Methods: A retrospective medical record audit was conducted for a total of 946 individuals admitted to prisons in Western Australia. Quota sampling was used to ensure adequate sampling of females, juveniles, and individuals from regional prisons. Initial health assessment records completed on admission to prison in Western Australia were audited to evaluate self-reported engagement in unprotected sex and the sharing of injecting equipment among prison entrants.

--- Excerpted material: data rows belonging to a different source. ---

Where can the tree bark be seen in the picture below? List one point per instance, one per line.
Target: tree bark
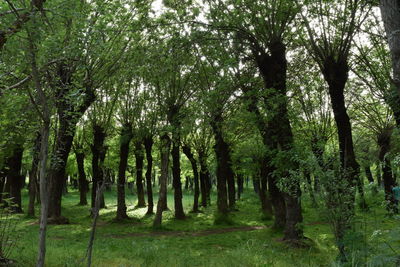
(188, 152)
(69, 113)
(273, 68)
(221, 149)
(148, 145)
(240, 182)
(162, 199)
(368, 174)
(83, 183)
(174, 120)
(384, 140)
(139, 173)
(336, 75)
(125, 138)
(98, 150)
(203, 177)
(33, 176)
(266, 206)
(14, 178)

Results: Unprotected sex in the previous 12 months was reported by 48% of prisoners, and ever sharing injecting equipment was reported by 16% of prisoners. Adults were more likely to report both unprotected sex (52%) and sharing injecting equipment (18%) than juveniles (40% and 11%, respectively). Adults admitted to a metropolitan prison were significantly more likely to report sharing injecting equipment (23%) than adults admitted to a regional prison (10%). Associations between risk behaviours, sex and Aboriginality differed among prisoners admitted to metropolitan and regional prisons.
Conclusion: There is distinct sociodemographic patterning of high risk behaviours among prisoners in Western Australia by age, sex, Aboriginality and prison location. The effectiveness of interventions to prevent STI and BBV transmission in prisoners may be enhanced by addressing the diversity in the prison population, including the differences identified in reported risk behaviours between prisoners admitted to metropolitan and regional prisons. Culturally appropriate and comprehensive interventions are required to promote risk-reducing behaviours and address the health needs of all prisoners in Western Australia.